Extraterrestrial equipment can be distinguished from a terrestrial object, not just by resolving unusual bolts or labels imprinted on its hardware but also based on its unusual behavior. Behavioral anomalies include motion at unprecedented speeds or accelerations, not accessible to human-made or natural phenomena, as well as intelligent activity — seeking information or responding to circumstances in ways that cannot be mimicked by familiar objects. We use behavioral traits routinely in our daily life to recognize intelligent people even before engaging with them. The combination of unusual physical and behavioral characteristics could establish the case for extraterrestrial technological equipment beyond a reasonable doubt.

Once an extraterrestrial object is identified, the challenge shifts to figuring out its purpose. Knowing the intent of visitors to our home is of upmost importance in guiding us how to engage with them.
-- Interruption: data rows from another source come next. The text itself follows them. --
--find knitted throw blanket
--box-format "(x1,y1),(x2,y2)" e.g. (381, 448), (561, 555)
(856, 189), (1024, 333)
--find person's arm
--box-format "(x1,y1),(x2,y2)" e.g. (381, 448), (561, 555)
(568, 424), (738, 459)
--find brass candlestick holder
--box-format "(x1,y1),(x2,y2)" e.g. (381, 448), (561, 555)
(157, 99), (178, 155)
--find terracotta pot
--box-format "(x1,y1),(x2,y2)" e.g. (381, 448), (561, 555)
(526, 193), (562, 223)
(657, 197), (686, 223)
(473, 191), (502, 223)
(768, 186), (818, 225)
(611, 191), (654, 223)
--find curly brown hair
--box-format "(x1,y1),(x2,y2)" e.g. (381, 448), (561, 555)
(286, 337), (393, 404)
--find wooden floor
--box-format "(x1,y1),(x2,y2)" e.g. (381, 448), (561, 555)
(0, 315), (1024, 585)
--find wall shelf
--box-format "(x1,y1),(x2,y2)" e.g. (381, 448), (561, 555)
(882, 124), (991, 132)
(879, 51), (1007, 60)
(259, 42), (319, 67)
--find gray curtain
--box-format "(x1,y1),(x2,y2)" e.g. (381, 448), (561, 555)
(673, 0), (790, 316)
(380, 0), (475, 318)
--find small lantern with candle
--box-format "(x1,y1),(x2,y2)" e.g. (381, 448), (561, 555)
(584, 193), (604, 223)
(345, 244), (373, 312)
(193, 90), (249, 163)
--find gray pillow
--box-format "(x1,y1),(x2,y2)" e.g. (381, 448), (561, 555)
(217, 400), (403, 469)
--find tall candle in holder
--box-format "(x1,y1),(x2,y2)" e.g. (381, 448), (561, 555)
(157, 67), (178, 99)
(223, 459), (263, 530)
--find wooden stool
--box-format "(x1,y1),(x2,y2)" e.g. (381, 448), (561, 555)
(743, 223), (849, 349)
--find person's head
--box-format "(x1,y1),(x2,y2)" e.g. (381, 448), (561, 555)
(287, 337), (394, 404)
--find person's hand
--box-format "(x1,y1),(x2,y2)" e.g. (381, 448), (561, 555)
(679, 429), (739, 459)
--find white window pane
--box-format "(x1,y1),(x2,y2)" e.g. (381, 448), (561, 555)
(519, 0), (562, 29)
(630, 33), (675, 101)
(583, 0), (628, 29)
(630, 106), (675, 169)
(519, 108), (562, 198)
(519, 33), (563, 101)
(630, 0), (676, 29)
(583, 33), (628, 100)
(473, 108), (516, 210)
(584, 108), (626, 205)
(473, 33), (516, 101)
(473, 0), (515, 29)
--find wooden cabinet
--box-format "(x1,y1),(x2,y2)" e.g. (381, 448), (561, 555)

An encounter with an extraterrestrial visitor could be easily misinterpreted, as in the Trojan horse story of Greek mythology, especially if the guest’s AI system is far more advanced than our natural intelligence.

The extraterrestrial hardware may take advantage of the physical reality that goes beyond our current scientific understanding. This would be natural if the object was manufactured by a scientific culture whose scientific knowledge base was far more advanced than our century-old understanding of quantum mechanics and gravity.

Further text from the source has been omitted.